Opération « un citoyen, un ordinateur, une connexion » : la preuve par trois que le Président Ouattara n’a pas dit la vérité aux Ivoiriens
PRAO Yao Séraphin
« Les promesses faites à la hâte sont ordinairement suivies d’un prompt repentir. »
(William de Britaine)
Le président Ouattara a lancé son projet « un citoyen, un ordinateur et une connexion ». Selon lui, l’objectif est de vulgariser de façon massive et rapide les équipements TIC, et permettre ainsi l’usage des Technologies de l’Information et de la Communication par le plus grand nombre de nos concitoyens. Lors du lancement de cette opération, le Président Ouattara s’est contenté de remettre une dizaine d’ordinateurs et de kit de connexion. Mais en regardant de près les contours de ce projet, il ressort que cette promesse du Président est vide. Trois raisons suffisent pour le montrer.

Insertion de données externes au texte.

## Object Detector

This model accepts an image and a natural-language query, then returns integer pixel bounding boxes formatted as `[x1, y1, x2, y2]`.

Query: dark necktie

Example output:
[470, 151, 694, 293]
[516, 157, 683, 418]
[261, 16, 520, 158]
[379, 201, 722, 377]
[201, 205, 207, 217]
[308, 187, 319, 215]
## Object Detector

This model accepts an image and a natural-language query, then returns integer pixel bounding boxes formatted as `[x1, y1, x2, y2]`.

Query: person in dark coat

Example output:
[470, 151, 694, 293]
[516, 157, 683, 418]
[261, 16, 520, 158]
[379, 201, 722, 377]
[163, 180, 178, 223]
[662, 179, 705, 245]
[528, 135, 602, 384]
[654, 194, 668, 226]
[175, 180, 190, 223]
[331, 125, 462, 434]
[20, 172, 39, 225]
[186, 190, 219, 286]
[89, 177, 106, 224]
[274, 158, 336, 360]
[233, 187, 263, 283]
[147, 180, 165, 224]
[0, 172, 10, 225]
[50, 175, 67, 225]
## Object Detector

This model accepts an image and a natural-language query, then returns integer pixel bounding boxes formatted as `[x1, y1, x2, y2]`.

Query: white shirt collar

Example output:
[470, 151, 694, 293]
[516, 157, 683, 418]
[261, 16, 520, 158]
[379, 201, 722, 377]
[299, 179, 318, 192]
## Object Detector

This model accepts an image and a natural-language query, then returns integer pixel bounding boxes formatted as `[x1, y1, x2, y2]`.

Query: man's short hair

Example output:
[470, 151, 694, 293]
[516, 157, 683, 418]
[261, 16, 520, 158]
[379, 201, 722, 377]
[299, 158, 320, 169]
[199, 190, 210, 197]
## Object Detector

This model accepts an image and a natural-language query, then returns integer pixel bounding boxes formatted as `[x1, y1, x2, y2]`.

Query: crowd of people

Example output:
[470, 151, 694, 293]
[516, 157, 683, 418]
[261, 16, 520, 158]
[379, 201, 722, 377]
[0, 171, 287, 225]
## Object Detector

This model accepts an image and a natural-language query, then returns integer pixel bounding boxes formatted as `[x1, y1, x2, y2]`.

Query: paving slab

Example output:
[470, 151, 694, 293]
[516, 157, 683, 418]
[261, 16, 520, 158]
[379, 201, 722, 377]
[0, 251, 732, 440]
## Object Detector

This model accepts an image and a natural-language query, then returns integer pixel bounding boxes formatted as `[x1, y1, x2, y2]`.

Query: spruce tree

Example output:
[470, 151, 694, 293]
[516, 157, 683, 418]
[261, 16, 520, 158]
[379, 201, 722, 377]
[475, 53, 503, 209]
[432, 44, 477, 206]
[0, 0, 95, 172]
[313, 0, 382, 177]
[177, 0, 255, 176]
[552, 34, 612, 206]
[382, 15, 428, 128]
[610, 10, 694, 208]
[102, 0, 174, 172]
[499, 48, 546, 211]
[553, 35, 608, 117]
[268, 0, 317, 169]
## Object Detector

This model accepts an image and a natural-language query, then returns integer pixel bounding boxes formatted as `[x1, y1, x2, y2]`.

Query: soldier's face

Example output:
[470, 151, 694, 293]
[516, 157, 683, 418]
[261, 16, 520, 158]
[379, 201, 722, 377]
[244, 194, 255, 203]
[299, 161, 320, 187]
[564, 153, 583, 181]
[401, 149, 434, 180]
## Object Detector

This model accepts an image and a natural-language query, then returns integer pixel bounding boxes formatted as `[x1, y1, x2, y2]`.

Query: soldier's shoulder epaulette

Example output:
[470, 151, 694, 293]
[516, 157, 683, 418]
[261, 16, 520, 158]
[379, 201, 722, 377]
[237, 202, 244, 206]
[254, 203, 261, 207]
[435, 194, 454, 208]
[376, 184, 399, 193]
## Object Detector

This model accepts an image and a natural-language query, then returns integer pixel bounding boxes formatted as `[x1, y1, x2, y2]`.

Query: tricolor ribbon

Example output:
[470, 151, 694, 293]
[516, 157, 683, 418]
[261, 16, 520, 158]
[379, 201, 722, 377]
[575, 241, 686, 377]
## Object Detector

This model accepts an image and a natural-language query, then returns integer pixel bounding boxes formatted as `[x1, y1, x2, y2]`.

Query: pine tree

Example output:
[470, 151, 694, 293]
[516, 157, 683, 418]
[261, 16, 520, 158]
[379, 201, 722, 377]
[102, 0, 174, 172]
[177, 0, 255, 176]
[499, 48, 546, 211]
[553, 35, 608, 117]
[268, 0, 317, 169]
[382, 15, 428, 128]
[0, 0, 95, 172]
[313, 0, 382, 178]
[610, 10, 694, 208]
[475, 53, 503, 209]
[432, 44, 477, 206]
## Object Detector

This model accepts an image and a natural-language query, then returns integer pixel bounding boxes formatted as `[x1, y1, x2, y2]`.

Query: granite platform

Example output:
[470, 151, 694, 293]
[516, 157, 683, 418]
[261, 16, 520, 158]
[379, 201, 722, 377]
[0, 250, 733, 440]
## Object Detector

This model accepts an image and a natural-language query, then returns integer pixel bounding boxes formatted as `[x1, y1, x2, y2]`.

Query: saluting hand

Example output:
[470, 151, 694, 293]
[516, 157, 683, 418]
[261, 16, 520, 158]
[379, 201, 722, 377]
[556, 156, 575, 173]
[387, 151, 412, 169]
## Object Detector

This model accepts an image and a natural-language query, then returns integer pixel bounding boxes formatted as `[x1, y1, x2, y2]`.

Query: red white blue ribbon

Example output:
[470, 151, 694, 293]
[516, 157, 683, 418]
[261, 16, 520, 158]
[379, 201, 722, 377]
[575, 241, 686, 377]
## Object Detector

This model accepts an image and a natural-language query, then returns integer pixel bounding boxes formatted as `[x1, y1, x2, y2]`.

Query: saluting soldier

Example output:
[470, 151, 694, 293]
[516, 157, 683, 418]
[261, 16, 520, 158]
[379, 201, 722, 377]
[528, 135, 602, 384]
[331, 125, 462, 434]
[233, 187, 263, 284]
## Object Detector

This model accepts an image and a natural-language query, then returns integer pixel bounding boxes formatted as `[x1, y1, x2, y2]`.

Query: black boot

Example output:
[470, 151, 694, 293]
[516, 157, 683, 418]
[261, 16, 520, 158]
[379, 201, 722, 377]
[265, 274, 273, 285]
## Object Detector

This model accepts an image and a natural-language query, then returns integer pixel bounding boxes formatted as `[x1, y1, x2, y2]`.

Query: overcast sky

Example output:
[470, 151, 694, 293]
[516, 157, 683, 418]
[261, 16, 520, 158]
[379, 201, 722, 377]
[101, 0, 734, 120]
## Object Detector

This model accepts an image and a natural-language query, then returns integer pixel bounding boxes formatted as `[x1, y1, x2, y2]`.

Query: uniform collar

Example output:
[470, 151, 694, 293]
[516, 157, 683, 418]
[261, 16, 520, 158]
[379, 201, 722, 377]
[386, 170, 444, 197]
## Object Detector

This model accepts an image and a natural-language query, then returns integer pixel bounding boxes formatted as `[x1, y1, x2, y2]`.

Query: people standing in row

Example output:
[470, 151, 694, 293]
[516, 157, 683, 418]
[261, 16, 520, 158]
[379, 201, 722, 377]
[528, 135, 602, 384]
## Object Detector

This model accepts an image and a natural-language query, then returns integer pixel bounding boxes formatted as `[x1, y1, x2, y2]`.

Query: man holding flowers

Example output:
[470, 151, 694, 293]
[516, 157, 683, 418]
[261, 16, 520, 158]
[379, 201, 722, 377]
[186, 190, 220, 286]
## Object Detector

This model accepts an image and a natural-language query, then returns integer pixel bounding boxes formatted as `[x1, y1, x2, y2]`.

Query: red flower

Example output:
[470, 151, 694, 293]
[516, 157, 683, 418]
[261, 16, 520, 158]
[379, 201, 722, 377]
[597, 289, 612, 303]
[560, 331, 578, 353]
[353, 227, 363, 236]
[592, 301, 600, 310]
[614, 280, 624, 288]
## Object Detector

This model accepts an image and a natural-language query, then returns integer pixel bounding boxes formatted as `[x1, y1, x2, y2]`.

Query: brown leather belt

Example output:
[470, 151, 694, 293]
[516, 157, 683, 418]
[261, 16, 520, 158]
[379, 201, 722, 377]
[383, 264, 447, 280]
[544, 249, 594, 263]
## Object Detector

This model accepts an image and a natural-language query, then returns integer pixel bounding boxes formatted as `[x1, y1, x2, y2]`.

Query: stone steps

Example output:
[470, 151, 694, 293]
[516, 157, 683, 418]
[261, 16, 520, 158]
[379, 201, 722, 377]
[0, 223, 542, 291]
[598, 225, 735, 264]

Première raison : le taux d’alphabétisation peu élevé. En Côte d’Ivoire, le taux d’alphabétisation est estimé à 51% dont les 2/3 sont des femmes selon une étude faite par l’institut des statistiques de l’Unesco en 2002. En effet le nombre d’analphabètes en Côte d’Ivoire était estimé à près de 5,4 millions de personnes dont l’âge est compris entre 15 et 45 ans. Depuis 2002, le taux d’alphabétisation a très peu évolué car selon les statistiques du PNUD, en 2011, il se situe à 55,5. Si donc tous les Ivoiriens ne savent pas lire et écrire, alors, il sera difficile de promettre un ordinateur et une connexion à tous.
Deuxième raison : le faible de pénétration d’internet. La Côte d’Ivoire peut se réjouir de la bonne santé du secteur de la téléphonie. En effet, le nombre d’abonnés à la téléphonie mobile est passé de 16 millions en 2010 à 21 millions aujourd’hui, soit plus de 90% de notre population. Le secteur des TIC a réalisé en 2014 un chiffre d’affaires consolidé de près de 1.000 milliards de FCFA, ce qui représente 7 à 8% du Produit Intérieur Brut (PIB) du pays et il emploie environ 200.000 personnes. Mais le taux d’utilisation de l’internet reste faible dans notre pays. Aujourd’hui, c’est moins de 200.000 personnes qui sont concernés. Il est donc illusoire de dire que tous les Ivoiriens auront une connexion internet. Avant de promettre une connexion à tous les Ivoiriens, il faut d’abord investir massivement dans les infrastructures pour améliorer la connectivité à internet. L’Etat est d’ailleurs le premier bénéficiaire car selon diverses études réalisées par l’Union Internationale des Télécommunications et la Banque Mondiale, pour un pays comme la Côte d’Ivoire, une progression de 10% du nombre de personnes ayant accès à l’internet haut débit pourrait générer un accroissement du Produit Intérieur Brut (PIB) de 1 à 1,4 points par an.
Troisième raison : le taux de pauvreté. Dans notre pays, malgré les taux de croissance annoncés, la pauvreté reste présente. Selon Ousmane Diagana, le chef des opérations de la banque mondiale en Côte d’Ivoire, le pays est confronté à des taux de pauvreté inquiétants, surtout par rapport au potentiel énorme dont le pays dispose. Près d’un habitant sur deux est considéré comme « pauvre » en Côte d’Ivoire. Pour celui qui n’arrive pas à se nourrir convenablement, l’ordinateur reste pour lui, un luxe. Le secteur bancaire ne peut pas non plus accompagner ce projet au regard du faible taux de bancarisation. Ce taux est de 14% dans notre pays. Pour rappel, le taux de bancarisation dans l’espace de l’Union économique et monétaire ouest-africaine (UEMOA) se situe entre 3 et 7%, alors qu’il avoisine 99% dans les pays occidentaux et se situe à 50 ou 60% dans les pays du Maghreb.
En définitive, le projet « un citoyen, un ordinateur, une connexion » est une promesse pompeuse. C’est donc simplement du vent que le Président Ouattara cherche à vendre aux Ivoiriens.